Inside the workshop, the furnace fire finally reached the critical temperature. Ordinary coke wouldn't work, so they mixed in manganese powder from discarded batteries and a little aluminum foil, and the flames instantly turned blue.

“If this thing explodes, we’ll be the first survivors in history to be killed by homemade farm tools,” Chen Hao said, pushing the meteorite into the furnace.

At high temperatures, the metal surface begins to glow red, and tiny sparks emerge from the pores, as if it is breathing.

For three days and two nights, they took turns blowing air, forging, and quenching.
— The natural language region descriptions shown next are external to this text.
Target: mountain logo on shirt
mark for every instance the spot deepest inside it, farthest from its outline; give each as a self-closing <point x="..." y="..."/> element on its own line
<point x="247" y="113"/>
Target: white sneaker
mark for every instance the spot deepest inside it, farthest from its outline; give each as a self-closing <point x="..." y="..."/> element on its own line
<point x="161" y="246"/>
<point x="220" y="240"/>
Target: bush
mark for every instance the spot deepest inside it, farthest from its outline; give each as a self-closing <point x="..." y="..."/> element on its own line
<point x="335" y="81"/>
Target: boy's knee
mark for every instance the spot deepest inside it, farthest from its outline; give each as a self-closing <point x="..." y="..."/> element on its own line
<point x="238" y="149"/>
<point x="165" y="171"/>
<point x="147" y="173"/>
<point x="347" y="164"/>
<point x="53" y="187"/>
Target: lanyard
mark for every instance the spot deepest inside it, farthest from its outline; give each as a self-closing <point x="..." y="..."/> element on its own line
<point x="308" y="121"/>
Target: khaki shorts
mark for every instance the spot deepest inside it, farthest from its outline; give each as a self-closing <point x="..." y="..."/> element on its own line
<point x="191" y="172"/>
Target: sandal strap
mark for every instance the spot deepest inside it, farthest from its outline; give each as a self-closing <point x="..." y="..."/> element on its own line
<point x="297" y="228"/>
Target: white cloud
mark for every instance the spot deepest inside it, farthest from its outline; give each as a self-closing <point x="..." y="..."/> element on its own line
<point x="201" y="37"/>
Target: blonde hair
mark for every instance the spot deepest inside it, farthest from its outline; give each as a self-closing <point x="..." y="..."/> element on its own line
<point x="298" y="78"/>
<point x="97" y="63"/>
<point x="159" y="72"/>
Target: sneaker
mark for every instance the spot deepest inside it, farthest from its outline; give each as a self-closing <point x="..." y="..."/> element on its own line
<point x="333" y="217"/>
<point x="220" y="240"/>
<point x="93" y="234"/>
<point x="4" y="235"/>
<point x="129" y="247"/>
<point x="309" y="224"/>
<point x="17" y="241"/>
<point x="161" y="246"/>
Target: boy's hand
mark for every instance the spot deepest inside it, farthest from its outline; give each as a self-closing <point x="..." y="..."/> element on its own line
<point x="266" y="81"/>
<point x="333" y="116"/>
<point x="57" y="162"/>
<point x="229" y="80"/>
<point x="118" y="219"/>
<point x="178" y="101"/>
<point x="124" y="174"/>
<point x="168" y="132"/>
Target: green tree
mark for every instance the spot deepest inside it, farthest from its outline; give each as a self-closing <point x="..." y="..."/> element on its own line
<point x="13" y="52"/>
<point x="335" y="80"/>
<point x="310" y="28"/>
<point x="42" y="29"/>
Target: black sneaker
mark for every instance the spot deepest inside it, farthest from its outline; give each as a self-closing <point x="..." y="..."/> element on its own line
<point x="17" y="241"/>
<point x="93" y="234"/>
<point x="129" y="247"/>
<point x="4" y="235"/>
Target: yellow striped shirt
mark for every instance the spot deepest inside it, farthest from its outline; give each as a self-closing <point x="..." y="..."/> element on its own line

With the final hammer blow, the curved blade finally took shape, its edges gleaming with a dark bluish-green luster, like solidified lightning.

"Done?" Chen Hao picked it up and shook it; it was so light it didn't feel like iron. "If you were to sell this, I'd believe you if you said it was plastic."

“The density test result is 7.89 g/cm3,” Nana said. “It is 1.3 times higher than that of conventional steel, but due to its porous internal structure, the overall weight is reduced by 42%.”

"Sounds like an advertising slogan." He weighed it in his hand. "But... as long as it can mow the lawn, it's fine."

The next morning, they tested the wheat in the rebuilt experimental field. The land was newly turned, and the seeds were the last batch of hybrid wheat in the stockpile, sown sparsely and growing slowly.

Chen Hao waved.

The blade cut into the soil with almost no resistance, and the grass stems fell down neatly, the cut as clean as if it had been made by a ruler. Even stranger, around the cut soil, new seedlings sprouted leaves much faster, and the leaves spread out more gracefully.

Nana immediately set up the monitoring device: "The cutting vibration frequency is 12.7 times per second, which matches the resonance range of the plant roots. The soil electrical conductivity has increased, and the microbial activity has increased by 23%."

"What do you mean?" Chen Hao stopped, the tip of his knife touching the ground.

“This sickle is more than just a tool,” she said. “It stimulates crop growth.”

Chen Hao looked down at the sickle lying quietly in the mud and suddenly laughed: "So now it's not me farming, it's the sickle nourishing the soil?"

He bent down to pick up the sickle, the blade reflecting his mud-strewn face. In the distance, a crack appeared in the dark clouds, letting in slanting sunlight that shone on the freshly turned earth.

“Alright,” he said. “Then you are the God of Fields, and I am the monk in your temple, offering incense to you every day.”

He walked towards the next row of fields, his steps lighter than the previous two days. Nana followed behind, the robotic arm slowly rising to begin collecting leaf transpiration data.

The sunlight grew brighter, and the wheat seedlings swayed gently in the breeze.

Chen Hao raised his sickle, preparing to swing it down a second time.

Just as the blade left the ground, a muffled thud came from the distant mountains, as if something deep in the earth had turned over.